Quick Links

Re: idea for a geographically distributed database: how best to implement?

From:	Andy Ballingall <andy(at)areyoulocal(dot)co(dot)uk>
To:	"'codeWarrior'" <gpatnude(at)hotmail(dot)com>, <pgsql-sql(at)postgresql(dot)org>
Subject:	Re: idea for a geographically distributed database: how best to implement?
Date:	2005-11-17 17:01:38
Message-ID:	ECOWS01M0A65lEzwZAc0003bb49@smtp-out1.blueyonder.co.uk
Views:	Whole Thread \| Raw Message \| Download mbox \| Resend email
Thread:
Lists:	pgsql-sql

Hi again,

I don't think I've explained my idea well enough:

>You might want to consider using latitude and longitude or zip codes or
taking more of a traditional "GIS" approach rather than duplicating data
across redundant databases.

I do use coordinates to position data. The databases aren't redundant.

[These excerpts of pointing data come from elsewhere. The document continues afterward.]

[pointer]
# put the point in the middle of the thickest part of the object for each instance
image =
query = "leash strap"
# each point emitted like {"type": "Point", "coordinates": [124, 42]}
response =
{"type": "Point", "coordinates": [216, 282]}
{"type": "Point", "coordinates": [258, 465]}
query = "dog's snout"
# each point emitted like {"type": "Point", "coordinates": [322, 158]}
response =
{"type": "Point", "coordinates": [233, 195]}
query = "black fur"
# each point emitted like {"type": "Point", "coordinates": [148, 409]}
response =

Each
database serves a particular region, the aim being to ensure that no one
database gets too big for the machines in my farm to cope with.

>Another issue is that you end up having to query every database to find
proximity... Suppose you have 500 "cells" ? You now have to invoke some sort

of RPC mechanism on 499 other RDBMS, manage 500 user names and passwords,
retrieve potentially 500 recordsets, merge the data, etc...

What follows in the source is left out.